French Foreign Minister Jean-Yves Le Drian, speaking Tuesday following a meeting with his Argentinian counterpart Jorge Faurie, said France hoped to see “fair and transparent elections”.

If there is no progress in that direction, he warned, “France, in conjunction with its European partners, will adopt the additional measures required”.

Ledezma and other Venezuelan lawmakers are to meet with advisers to French President Emmanuel Macron, who said in January that he hoped several countries would impose international sanctions against Maduro’s government.

But despite international isolation and broad unpopularity, Maduro has shown no sign of wanting to negotiate after moving forward elections to May in a bid for a second six-year term.

Opposition groups, some of which are boycotting the vote, say it will not be a fair contest.

“Fraud is so deeply rooted in all of society that unfortunately Maduro will win these elections with fraud,” said Julio Borges, a delegate with the Democratic Unity Roundtable umbrella coalition.

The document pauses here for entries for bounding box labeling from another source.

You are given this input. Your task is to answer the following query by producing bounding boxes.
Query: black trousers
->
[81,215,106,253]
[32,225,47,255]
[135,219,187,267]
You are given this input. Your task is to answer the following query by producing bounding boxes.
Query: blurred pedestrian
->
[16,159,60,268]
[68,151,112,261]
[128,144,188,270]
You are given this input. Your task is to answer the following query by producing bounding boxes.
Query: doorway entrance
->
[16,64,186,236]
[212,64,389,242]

“That’s why the most important clamour the world can make is to not recognise the elections of May 20,” he told AFP.

The European Union and the United States have imposed sanctions on Maduro and his officials, with Washington calling him a “dictator”.

But officials have also expressed concern about penalties that could harm ordinary Venezuelans already suffering from deteriorating living standards in the oil-rich nation.